Fortunately, the Terrapins have Dez Wells for most of their crunch time games. Wells drained two runners and hit free throws down the stretch to score eight of Maryland’s final twelve points and stave off Providence. He probably couldn’t have done it, though, without a great defensive effort by a cold-shooting Layman (2-of-10 from the floor, 6 points) who had two late blocks to prevent scores and a game sealing free throw with one second remaining.
But we’ve got thoughts on this victory, which puts the Terps at 4-2 and finally gives them a win over a quality opponent, so let’s get into those now…
1.) This team is only halfway there so far, which is still better than last year
Six games into the season (seven if you include Catholic), and you can start to get an idea of what a team is about. For Maryland, that means coming to grips with the reality that this team has yet to put together a complete game offensively and defensively. As it is now they only come in halves, with Maryland averaging 32 points per game in the first half compared to 39 in the second. Essentially, we only get one half out of this team, and they’ve got to make that half count.
Against Providence, it was the first half that they put together completely. The Terps took away the paint entirely and forced the Friars streaky shooters to chuck it to victory, and the plan largely succeeded. Providence was allowed open shots, they just weren’t knocking them down. You have to believe that Turgeon did that by design, actually, but you also had to know that if they kept that strategy up, eventually Bryce Cotton would start hitting. He did, and nearly brought his team back from the brink in the process. Maryland didn’t make adjustments in the second half, and almost surrendered a lead that should have easily been insurmountable.
The good news is that Maryland was clearly tired, and they’re still playing better defense now than they were at this point last season. It’s undoubtedly going to take some time to get all parts clicking, but you have to imagine that by the end of the season, Maryland will be playing a more complete game by the end of the year. Progress is progress.

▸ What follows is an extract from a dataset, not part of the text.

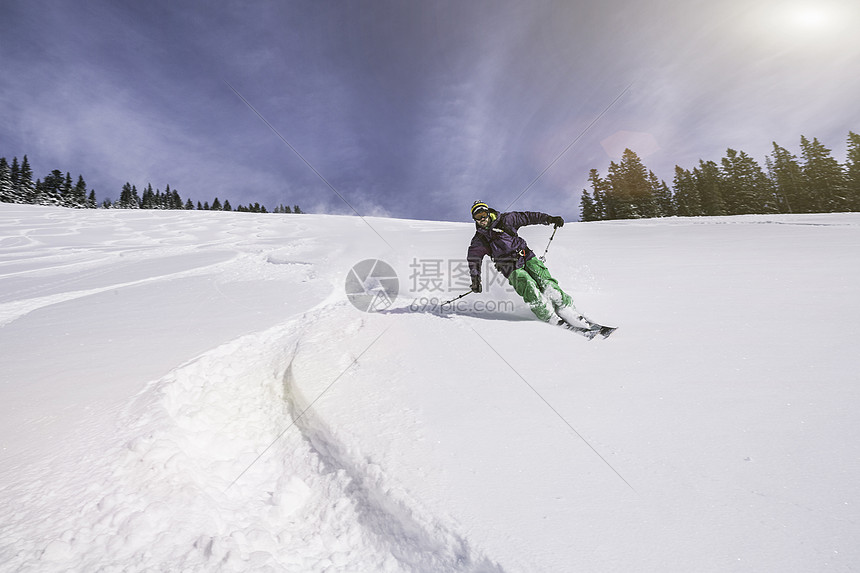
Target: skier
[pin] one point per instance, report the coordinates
(496, 236)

2.) For yet another game, Maryland limited turnovers and created them
There are two statistics to look at over the past two games that show why Maryland is winning games and coming through in crunch time. The first is their turnover rate. Against Providence, they committed only 11 turnovers; five were committed in the second half. You can’t score the ball if you’re turning it over, and for a Maryland team that challenged turnover norms last year (in a bad way), this is more than welcome.
Maryland has protected the ball very well, and they just look like they run the offense far more fluidly than last season. They also run the defense more effectively. The Terps have 23 steals over the past three games, including six against Providence. And it isn’t just that they’re getting turnovers, it’s that they’re scoring on them as well; Maryland had 11 points off turnovers, and only surrendered seven off turnovers. Those are signs of a defensive minded team that doesn’t give freebies away.

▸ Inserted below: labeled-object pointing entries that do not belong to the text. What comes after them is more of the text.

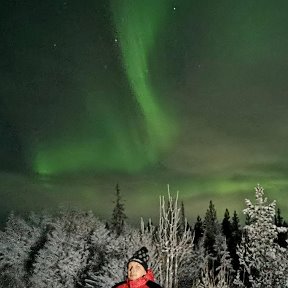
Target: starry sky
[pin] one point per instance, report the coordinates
(142, 93)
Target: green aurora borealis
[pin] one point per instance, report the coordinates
(122, 149)
(143, 93)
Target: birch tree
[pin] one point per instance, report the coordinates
(172, 248)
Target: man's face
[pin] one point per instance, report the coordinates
(135, 270)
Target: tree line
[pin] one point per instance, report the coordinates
(73, 248)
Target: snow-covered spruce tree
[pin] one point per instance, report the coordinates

3.) Layman is figuring things out, Smo is starting to
To be sure, Jake Layman took some pretty bad shots against Providence and a few three pointers that Maryland didn’t need at the moment. But what I saw in the second half out of Layman was a man who accepted that he wouldn’t be the leading scorer, but he could still help the team out in different ways. Layman rebounded, blocked shots, stole the ball, and ended up +15 out there because of that recognition. That’s the sign of a good player, and one that will be valuable every game rather than just the ones where he’s knocking down 50% of his shots from everywhere.

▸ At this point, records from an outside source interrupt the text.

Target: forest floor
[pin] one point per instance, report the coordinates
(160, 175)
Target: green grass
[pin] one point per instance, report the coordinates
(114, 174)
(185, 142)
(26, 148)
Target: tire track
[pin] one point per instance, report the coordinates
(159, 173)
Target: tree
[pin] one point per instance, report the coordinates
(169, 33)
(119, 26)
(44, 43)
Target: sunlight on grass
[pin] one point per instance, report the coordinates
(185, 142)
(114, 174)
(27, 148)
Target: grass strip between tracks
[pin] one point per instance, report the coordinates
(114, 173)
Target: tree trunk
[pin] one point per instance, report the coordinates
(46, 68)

Smotrycz was the stat stuffer with 13 points, 11 rebounds, and 3 assists, and Maryland couldn’t have won this game without his all around contribution. Still, Smo still has a tendency to play out of control and try doing too much simply because he’s a good passer (he had three turnovers). Technically he should be the game MVP and rightly deserves credit for finding open shooters in the late minutes, but he could be better than that.
Smotrycz took shots that no one should attempt that early in the shot clock, and committed some turnovers and fouls that shouldn’t have happened in the dwindling minutes. If he can reign those things in, and continue to rebound like he’s the biggest guy on the roster, Maryland is in good shape.
Bonus: Well, we’ve got 1 1/2 good games out of Shaquille Cleare. His first half against Providence, where he dropped in 7 points (including a big jam) were nice, but then he fell off the map. Cleare missed wide open layups in the second half and failed to score, but more importantly he failed to do much of anything. Cleare is improving every game, but he needs to do it a lot faster and not play well strictly against teams with no big men.